Le deuxième mouvement se concentre sur le portrait du soldat, qui est à la fois détaillé et ambivalent. Rimbaud décrit le soldat avec des termes qui pourraient suggérer qu'il est simplement endormi dans un cadre naturel harmonieux. Cependant, des indices subtils, tels que la pâleur du soldat et l'immobilité suggérée par le verbe "dort", commencent à semer le doute dans l'esprit du lecteur. L'utilisation de la lumière et des couleurs continue de jouer un rôle important, créant une atmosphère à la fois sereine et inquiétante. Le portrait du soldat, pris dans cette nature protectrice, oscille entre la vie et la mort, entre le sommeil et un état plus sinistre.

 

La chute du sonnet, dans le dernier tercet, révèle brusquement la vérité : le soldat est mort, comme l'indiquent les "deux trous rouges au côté droit". Cette révélation frappante contraste fortement avec l'ambiance paisible établie précédemment. La mort du soldat, suggérée de manière subtile tout au long du poème, est finalement confirmée, changeant radicalement la perception du lecteur. La nature, qui semblait être un havre de paix, devient le théâtre silencieux d'une tragédie humaine.

 

En conclusion, ce sonnet de Rimbaud est un exemple puissant de la manière dont la poésie peut à la fois célébrer la beauté et dénoncer la brutalité. Le cadre bucolique initialement présenté se transforme en un lieu de mort, révélant ainsi la réalité cruelle de la guerre. La construction du poème, avec son développement progressif et sa chute surprenante, invite le lecteur à une relecture, révélant ainsi les couches de signification cachées sous la surface d'une nature apparemment sereine. Ce poème est donc à la fois une œuvre esthétique, par sa richesse picturale, et un commentaire politique sur l'innocence perdue et les ravages de la guerre.

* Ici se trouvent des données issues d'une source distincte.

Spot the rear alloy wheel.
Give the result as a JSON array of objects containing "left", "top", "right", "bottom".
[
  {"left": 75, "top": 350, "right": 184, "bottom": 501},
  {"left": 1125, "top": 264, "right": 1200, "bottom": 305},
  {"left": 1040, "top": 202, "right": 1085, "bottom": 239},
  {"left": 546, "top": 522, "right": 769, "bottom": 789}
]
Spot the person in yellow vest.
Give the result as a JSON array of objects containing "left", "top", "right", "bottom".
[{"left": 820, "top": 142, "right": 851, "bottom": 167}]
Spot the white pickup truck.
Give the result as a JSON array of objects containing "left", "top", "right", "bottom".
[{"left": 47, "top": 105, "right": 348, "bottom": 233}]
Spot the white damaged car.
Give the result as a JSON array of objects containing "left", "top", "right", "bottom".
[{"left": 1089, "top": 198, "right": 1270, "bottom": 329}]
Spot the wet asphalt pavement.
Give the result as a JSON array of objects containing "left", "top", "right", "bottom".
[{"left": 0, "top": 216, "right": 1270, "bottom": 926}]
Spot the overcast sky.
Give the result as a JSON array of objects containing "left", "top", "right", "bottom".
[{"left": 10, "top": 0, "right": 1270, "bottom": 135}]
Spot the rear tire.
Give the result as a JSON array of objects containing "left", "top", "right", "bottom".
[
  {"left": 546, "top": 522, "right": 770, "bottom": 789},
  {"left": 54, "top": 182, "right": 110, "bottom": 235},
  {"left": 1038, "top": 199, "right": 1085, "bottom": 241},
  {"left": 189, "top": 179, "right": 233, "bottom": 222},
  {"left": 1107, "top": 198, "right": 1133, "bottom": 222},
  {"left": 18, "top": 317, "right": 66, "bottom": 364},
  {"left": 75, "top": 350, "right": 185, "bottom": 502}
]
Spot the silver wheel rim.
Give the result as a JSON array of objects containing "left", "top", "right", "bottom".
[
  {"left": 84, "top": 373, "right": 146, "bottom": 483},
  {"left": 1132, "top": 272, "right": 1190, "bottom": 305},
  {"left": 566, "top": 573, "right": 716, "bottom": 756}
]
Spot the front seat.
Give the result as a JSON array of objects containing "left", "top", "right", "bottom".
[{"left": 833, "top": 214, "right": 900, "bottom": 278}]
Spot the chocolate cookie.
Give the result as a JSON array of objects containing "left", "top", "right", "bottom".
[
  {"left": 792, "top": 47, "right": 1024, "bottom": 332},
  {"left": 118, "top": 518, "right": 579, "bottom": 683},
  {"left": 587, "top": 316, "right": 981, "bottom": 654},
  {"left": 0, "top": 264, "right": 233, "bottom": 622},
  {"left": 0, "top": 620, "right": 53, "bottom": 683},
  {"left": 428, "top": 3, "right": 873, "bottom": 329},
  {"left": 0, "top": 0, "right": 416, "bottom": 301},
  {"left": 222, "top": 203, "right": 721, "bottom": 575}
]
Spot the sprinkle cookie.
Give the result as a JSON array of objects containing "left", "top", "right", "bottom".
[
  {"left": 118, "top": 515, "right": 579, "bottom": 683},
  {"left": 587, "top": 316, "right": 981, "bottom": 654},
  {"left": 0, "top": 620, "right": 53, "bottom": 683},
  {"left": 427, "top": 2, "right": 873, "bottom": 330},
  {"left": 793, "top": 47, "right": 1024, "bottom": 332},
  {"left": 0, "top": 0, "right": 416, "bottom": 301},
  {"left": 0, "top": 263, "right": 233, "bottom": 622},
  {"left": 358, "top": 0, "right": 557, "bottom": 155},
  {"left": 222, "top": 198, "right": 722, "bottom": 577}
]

Comment Rimbaud utilise-t-il la forme fixe du sonnet pour mettre en scène la mort du soldat et ainsi dénoncer les horreurs de la guerre ? 

 

I) Une nature féerique

 

Nous avons tout d’abord, une personnification de la nature qui nous montre la joie de celle-ci. La métaphore “des haillons d’argent” décrit ici la projection de lumière sur les gouttes d’eau qui se situent sur l’herbe ce qui renforce l’impression festive de la nature qui représente la vie dans ce sonnet. De plus, le champ lexical de la fête renforce l’idée de la joie : “chante” et “follement”. Le champ lexical de la fête est donc utilisé pour nous faire comprendre qu’il y du mouvement. Ainsi, la métaphore “qui mousse de rayons” insiste sur le fait que la nature est en mouvement et festive. On peut également dire que cette abondance de lumière symbolise la vie. 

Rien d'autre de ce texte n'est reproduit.